The idea that a church would say no to letting you have a bit of electricity is shocking.


Keep 'em comin' guys :D:D:D

fbov 12-05-2013 03:33 PM

Interesting thread... but this isnt' about electricity, it's about courtesy; after reading the police's side of the story, I hope they throw the book at him!
Frank
We received a 911 call advising that someone was plugged into the power outlet behind the middle school. ...The officer's initial incident report gives a good indication of how difficult and argumentative the individual was to deal with. ...Given the uncooperative attitude and accusations of damage to his vehicle, the officer chose to document the incident on an incident report. ...the school resource officer ...recognized Mr. Kamooneh. ... (who) had previously been advised he was not allowed on the school tennis courts without permission from the school . This was apparently due to his interfering with the use of the tennis courts previously during school hours.
... but the decision (to pursue theft charges) was based on Mr. Kamooneh having been advised that he was not allowed on the property without permission. Had he complied with that notice none of this would have occurred. Mr. Kamooneh's son is not a student at the middle school and he was not the one playing tennis. Mr. Kamooneh was taking lessons himself.

z_power 12-05-2013 03:55 PM

Placing an outlet in area open for public is a kind of invitation to use it. Single board or sticker saying "No use without permission" could simplify this case in laweyer's eyes. Usage of common sense wouldn't cause any case ;)

sheepdog 44 12-05-2013 04:56 PM

Quote:

Originally Posted by fbov (Post 402046)
We received a 911 call advising that someone was plugged into the power outlet behind the middle school. ...

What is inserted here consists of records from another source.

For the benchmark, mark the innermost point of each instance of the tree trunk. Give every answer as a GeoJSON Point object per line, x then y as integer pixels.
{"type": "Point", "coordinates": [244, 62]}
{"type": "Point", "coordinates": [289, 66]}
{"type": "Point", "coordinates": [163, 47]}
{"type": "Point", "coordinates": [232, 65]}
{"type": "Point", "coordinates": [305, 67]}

You see someone plugged into an outlet and -this persons- first reaction is to call 911? The whole incident is full of misunderstandings.

On the topic of churches or businesses refusing to let you charge even if you offer to pay. I think the main reason would be ignorance on the subject making it to much of a hassle. Letting you charge for free is one thing, but when you get into remuneration for they know not how much electricity, or what cost, or how to charge you for it. I wouldn't say they are against EV's, they'd just rather not deal with it.

Frank Lee 12-05-2013 05:04 PM

Calling 911 over seeing a car plugged in strikes me as an abuse of the 911 system and the caller should be warned.

TheSGC 12-05-2013 09:40 PM

I have never had a problem charging in MA. I get permission before I charge, but I charged at my college, local elementary schools, peoples houses, etc. I even got to park my EV on the front curb of a Lowes and charge because I ran out of juice, but my meter still read 75% left...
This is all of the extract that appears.